Comme rapporté par Yahoo, la grande majorité des animaux clonés a une espérance de vie réduite, et souffre d'un vieillissement anormalement précoce.
Il semble que le problème soit issu de la technique même - avec un taux de réussite du clonage proche des 2%, certains scientifiques comme Rudolf Jaenisch pensent que l'opération de clonage est impossible avec les cellules normales et ne réussit que lorsques les chercheurs utilisent par mégarde des cellules souches, présentes en petit nombre dans les organes adultes.

La recherche sur les cellules souches est en constante progression. D'après
cet article du New Scientist, une équipe étatsunienne constituée de chercheurs de Harvard et de l'entreprise ACT aurait recréé un rein en entier à partir de cellules sourches embryonnaire. Mieux : après une greffe animale, il serait même fonctionnel.
Les scientifiques du reste du monde se montrent pour le moment sceptiques. Une des questions est l'état de finition de l'organe- le rien est un des organes les plus complexes du corps humain. Beaucoup se demandent si le réseau vasculaire a pu être créé et fonctionne bien...

Le
Washington Post nous propose dans cet article quelques faits étonnants sur le passé historique de Monsanto dans la chimie..
Des centaines de documents alors classés confidentiels par Monsanto indiquent que non seulement les dommages environnementaux sont très graves, mais que l'entreprise était au courant.
De la mort en 10 secondes de certains poissons au pouvoir carcinogène chez les rat, 40 ans de PCB (biphényls polychlorés) et de mensonges de Monsanto ont souillé Anniston, une petite ville de l'Alabama.
Comment alors oser faire confiance à ceux qui, maintenant encore, nient leurs crimes et assurent malgré de nombreuses preuves (comme les sédiments contaminés de Montréal ou les papillons monarques) que leurs OGM sont sûrs ?

Le cancer du sein est une maladie où la génétique joue un rôle important.
L'effets des allèles BRCA1 et 2 dans la prédisposition à développer un cancer du sein est connu depuis longtemps.
D'après des études récentes,
l'efficacité du tamoxifène dépendrait aussi des allèles.
Le médicament serait plus efficace chez les porteuses de BRCA 2 que BRCA 1... Mais une étude portant sur une dizaine patients est-elle concluante ? À notre avis, pas assez pour mériter un article sur le LA Times, qui reconnait d'ailleurs que l'échantillon est trop petit pour conclure quoi que ce soit.

Le chromosome 20 vient d'être déchiffré dans son intégralité.
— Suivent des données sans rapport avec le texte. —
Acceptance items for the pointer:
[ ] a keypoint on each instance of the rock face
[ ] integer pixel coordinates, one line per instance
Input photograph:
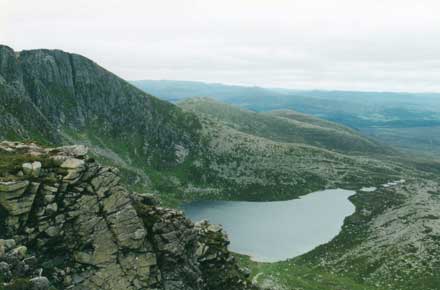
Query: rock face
(55, 98)
(89, 232)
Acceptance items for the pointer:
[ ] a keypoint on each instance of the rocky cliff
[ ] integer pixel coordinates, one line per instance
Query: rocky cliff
(56, 98)
(87, 231)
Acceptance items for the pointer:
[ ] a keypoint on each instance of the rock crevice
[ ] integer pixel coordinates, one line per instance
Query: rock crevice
(89, 232)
Tous les médias en parlent. La
BBC par exemple offre un article typique sur le sujet.
On rappelera juste que ce qui était une grande première il y a 2 ans, avec la course entre Celera et le Human Genome Project dans l'établissement de cartes espères après espèce jusqu'à arriver à l'homme est aujourd'hui presque banal.
Déjà 3 chromosomes sur 24 sont séquencés. Des machines travaillent 24h/24 et se chargent de la quasi totalité du séquençage du génome, de manière presque automatique. Il est inutile de vouloir faire un effet d'annonce à chaque fois, surtout si le séquençage n'est accompagné d'aucune découverte étonnante.
Autant se réserver pour l'annonce finale, lorsque le 24e et dernier chromosome aura été séquencé, pour faire cette fois avec raison une annonce triomphante et grandiloquante... avec raison !

D'après
cet article de USA today, 3 gènes seraient liés au risque de développer précocément un infarctus.
Comme publié dans le journal Circulation, le polymorphisme génétique de la thrombospondine serait responsable dans certains cas d'un risque d'infarctus aumgmenté de 89%
D'aucuns nous reprocherons au sujet de la génétique de ne pas avoir parlé de l'actualité récente sur le clonage. Il n'y a pour le moment rien à dire - l'acte technique réalisé n'est ni bon ni mauvais. Tout dépend des applications qui en seront bientôt faites...

Les
résistances aux antiobiotiques sont en pleine progression.
L'étude parue dans le NEMJ et reprise dans USA Today accuse principalement l'usage intensif des antibiotiques dans l'agriculture, bien plus préoccupant que la surconsommation du public. Nuançons ce dernier point : l'automédication actuelle de Cipro (Ciflox en Europe)) par peur de l'anthrax aide certainement l'acquisition de résistances aux fluoroquinolones...
En effet, les bactéries deviennent ainsi très facilement résistantes à des antibiotiques de « dernier recours » presque jamais prescrits, avec un risque de contamination humaine par le biais de la nourriture...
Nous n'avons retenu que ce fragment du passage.